I’m excited about the giveaway too. It’s my first (and there will be another one coming this week!).
I love this. Learning to living right where you are – mess and all. Believe me there will be a time when you long for the mess again. When my grandkids are coming I do not clean up – because I know that after they leave I will really need to deep clean. I can relax and let them play not thinking “I just cleaned that!”.
I would love you to link to Sunday Stillness https://www.janiscox.com/sunday-stillness-romans-109/
Blessings,
Janis
Thanks Janis, that is great wisdom! I know they grow in the blink of an eye and I’m trying to be grateful, sitting here in the den/office/playroom with blocks strewn everywhere and baskets made into a “fort”. It just shows there are little ones growing and exploring under foot!
Would love to read this book!:) “I don’t have to get everything right, the stars don’t have to align, and my house doesn’t have to be spotless. I just have to say “yes” in the middle of my mess to whatever God puts in front of me today.”- This, yes!:)
Adding this to my list of books to read! I am a recovering perfectionist and learning that even though my life doesn’t look like I want it to look doesn’t mean that God isn’t using me in big ways right now. Right now I need to say yes to His plans for me, instead of just praying that my plans will become His plans.
Oh yes, it IS hard sometimes not to pray that our plans become His plans.
Saying yes to having company for dinner is a thing of the past. We haven’t entertained guests in I-don’t-know-when. Funny that this is more common among woman than I realized. I always feel everyone else has it all together and I’m the one who’s not worthy of allowing those barriers to come down.

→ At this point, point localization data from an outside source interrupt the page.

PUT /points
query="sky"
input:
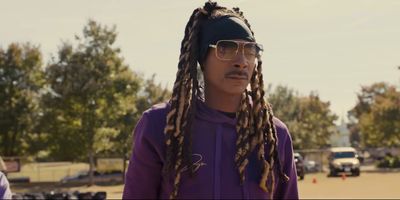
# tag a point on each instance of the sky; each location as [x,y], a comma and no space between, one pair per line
[332,47]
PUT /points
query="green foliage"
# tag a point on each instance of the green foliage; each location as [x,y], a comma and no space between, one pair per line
[308,118]
[88,90]
[21,78]
[389,162]
[376,116]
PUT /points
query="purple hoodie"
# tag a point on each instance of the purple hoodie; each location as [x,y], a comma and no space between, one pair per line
[5,192]
[214,148]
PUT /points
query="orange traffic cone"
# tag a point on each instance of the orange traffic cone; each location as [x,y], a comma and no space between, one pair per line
[343,176]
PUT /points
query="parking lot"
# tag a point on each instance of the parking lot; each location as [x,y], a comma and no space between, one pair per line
[367,185]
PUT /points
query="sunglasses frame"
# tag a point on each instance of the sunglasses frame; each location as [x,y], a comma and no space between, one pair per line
[239,44]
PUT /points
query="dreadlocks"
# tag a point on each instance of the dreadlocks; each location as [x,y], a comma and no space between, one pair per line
[255,125]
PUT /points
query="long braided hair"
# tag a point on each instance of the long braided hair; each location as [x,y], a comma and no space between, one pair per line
[255,125]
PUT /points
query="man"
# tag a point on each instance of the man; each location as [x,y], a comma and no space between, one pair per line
[216,139]
[5,192]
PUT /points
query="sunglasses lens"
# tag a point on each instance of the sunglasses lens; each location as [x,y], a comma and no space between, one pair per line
[227,50]
[252,50]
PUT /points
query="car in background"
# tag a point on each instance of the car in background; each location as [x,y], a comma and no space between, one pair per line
[311,166]
[298,159]
[82,177]
[343,160]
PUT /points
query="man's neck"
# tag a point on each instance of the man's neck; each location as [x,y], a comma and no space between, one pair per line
[222,101]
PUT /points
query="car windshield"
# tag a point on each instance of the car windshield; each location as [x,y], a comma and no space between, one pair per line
[347,154]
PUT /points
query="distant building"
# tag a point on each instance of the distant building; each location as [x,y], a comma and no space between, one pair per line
[342,138]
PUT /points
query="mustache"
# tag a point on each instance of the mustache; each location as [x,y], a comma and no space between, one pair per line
[237,73]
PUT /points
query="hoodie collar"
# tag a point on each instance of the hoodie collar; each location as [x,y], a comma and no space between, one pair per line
[209,114]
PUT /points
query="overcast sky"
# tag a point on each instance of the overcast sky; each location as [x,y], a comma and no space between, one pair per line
[329,46]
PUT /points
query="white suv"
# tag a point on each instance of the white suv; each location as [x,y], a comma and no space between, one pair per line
[343,160]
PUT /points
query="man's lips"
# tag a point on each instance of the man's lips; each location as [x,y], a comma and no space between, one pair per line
[237,75]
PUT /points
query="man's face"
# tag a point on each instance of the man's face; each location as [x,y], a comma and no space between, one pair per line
[228,76]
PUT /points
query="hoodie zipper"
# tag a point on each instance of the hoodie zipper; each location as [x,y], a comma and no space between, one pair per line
[217,166]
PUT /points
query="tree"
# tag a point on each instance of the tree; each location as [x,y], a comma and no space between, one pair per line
[21,78]
[309,119]
[88,89]
[376,116]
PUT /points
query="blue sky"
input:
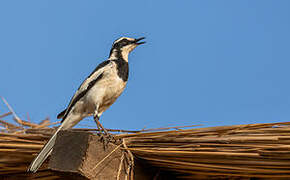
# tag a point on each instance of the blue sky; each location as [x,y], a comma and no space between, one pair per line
[205,62]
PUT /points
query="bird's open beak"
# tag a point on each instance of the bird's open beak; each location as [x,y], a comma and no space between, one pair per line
[139,39]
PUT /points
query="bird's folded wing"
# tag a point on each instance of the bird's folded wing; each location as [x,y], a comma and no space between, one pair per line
[85,86]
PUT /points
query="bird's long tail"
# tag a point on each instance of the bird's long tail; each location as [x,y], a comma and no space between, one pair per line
[47,149]
[44,153]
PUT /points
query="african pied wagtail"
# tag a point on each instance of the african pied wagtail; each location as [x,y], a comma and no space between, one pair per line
[96,94]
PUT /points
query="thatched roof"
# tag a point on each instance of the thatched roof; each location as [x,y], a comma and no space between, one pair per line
[254,150]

Oh gal, none of have it “all together” and I’m learning I might as well invite people over instead of miss out on cherished “in person” time together!

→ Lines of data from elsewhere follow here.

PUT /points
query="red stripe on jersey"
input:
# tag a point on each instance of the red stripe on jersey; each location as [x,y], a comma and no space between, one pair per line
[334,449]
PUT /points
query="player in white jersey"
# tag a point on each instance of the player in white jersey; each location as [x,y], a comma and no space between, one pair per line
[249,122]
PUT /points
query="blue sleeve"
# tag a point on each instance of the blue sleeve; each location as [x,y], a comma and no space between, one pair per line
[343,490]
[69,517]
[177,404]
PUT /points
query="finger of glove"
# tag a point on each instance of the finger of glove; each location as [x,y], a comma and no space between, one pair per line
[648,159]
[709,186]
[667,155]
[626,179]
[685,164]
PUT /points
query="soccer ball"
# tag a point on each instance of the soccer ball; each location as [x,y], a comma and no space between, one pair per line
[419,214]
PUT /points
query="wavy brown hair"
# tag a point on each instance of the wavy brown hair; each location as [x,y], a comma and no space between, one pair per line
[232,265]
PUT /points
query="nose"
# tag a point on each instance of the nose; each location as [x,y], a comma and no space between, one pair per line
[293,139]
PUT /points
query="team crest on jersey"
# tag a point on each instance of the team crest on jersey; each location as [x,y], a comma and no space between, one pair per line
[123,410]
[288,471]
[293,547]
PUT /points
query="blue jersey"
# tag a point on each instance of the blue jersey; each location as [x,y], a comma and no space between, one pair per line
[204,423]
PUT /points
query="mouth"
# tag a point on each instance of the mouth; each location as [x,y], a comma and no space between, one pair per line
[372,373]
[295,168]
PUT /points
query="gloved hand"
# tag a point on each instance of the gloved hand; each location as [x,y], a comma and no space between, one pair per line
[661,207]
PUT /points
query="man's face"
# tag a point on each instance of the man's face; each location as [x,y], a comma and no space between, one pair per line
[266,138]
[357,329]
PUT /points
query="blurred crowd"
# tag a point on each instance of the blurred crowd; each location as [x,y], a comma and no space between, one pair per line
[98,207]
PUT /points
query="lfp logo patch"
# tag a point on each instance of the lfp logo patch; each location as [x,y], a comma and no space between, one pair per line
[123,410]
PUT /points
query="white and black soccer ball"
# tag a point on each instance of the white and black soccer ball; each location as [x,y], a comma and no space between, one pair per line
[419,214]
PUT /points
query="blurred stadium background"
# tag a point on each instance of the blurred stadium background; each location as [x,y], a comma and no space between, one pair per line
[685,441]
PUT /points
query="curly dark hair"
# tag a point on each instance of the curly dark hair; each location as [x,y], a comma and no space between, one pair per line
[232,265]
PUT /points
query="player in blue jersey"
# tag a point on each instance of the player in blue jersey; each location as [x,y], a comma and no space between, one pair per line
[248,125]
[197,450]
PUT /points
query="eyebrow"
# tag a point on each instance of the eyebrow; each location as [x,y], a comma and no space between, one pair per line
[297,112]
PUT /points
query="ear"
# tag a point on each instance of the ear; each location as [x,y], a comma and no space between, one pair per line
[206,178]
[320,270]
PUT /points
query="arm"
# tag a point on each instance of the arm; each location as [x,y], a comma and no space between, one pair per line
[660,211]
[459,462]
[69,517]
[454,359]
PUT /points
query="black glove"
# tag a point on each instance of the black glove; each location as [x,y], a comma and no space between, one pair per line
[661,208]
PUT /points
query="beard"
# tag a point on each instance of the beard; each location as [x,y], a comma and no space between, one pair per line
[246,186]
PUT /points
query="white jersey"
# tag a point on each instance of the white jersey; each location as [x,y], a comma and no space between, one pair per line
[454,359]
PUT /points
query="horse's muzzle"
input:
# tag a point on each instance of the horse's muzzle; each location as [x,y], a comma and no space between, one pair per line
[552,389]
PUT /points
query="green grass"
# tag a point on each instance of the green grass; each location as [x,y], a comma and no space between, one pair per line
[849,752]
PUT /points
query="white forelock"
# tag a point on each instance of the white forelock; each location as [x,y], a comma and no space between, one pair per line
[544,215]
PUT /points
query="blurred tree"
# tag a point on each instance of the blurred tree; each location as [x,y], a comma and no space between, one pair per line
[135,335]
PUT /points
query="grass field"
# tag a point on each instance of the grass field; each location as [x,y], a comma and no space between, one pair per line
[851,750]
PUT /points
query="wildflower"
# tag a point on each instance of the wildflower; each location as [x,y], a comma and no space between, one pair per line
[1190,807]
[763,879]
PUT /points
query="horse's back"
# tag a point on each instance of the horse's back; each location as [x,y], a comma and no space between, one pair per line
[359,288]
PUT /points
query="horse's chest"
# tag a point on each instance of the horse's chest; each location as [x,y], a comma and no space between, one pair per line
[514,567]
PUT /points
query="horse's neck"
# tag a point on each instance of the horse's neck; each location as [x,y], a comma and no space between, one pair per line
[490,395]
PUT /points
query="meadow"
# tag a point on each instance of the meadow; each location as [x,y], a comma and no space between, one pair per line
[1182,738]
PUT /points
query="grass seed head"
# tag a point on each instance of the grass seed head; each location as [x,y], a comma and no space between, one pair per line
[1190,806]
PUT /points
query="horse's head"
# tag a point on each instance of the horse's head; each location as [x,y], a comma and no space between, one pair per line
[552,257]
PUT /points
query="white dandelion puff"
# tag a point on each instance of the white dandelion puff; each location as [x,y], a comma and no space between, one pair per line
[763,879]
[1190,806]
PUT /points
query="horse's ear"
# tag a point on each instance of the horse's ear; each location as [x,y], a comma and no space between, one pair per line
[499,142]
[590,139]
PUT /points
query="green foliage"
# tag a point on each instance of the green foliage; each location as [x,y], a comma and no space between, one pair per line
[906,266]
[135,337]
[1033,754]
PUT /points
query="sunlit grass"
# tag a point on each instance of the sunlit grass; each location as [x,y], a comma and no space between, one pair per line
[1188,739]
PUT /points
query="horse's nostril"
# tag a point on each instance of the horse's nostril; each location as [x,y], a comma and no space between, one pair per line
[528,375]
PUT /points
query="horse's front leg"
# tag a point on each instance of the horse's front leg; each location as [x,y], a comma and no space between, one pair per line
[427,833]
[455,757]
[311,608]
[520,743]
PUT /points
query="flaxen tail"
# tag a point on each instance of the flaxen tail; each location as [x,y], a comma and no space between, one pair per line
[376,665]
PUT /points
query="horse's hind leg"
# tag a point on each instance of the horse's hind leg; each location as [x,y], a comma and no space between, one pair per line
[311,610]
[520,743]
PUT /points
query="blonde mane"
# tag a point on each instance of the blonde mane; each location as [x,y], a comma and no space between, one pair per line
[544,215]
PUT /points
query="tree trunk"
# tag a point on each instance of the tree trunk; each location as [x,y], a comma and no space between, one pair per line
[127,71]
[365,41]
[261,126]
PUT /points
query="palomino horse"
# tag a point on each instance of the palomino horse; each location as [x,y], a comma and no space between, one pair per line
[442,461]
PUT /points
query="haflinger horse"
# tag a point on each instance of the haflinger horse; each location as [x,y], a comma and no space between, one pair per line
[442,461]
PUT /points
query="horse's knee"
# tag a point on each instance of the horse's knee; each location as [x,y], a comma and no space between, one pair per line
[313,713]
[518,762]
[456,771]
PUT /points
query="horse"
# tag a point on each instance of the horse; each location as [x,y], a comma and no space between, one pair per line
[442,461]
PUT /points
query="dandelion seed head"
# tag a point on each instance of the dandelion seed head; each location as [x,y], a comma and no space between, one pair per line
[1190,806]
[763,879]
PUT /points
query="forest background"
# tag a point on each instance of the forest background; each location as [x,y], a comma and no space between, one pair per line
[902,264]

I would probably cringe at the thought of strangers parading through my house on any given day! Praying they call back to buy 🙂
I love the idea of not having to have a perfect house for it to be beautiful-and to be your own. I’ll be thinking about that when the imperfections of my new place start wearing me down. It’s just character, right? 🙂
Yep Jen, I still cringe when I think about it! I just told my husband this morning, after looking around our stuff-strewn house…no showings today, okay?! 🙂
“I’ve learned that it’s building relationships that counts, not what my house looks like!” Amen! Remembering my house doesn’t need to be perfect to have friends over is something I’m still working on but I’m grateful for the progress God is making in me. I had friends over last weekend and burned our dinner and loved that the girls said, just add some more water and the taco meal will be fine. And it was. Great message, LeeAnn.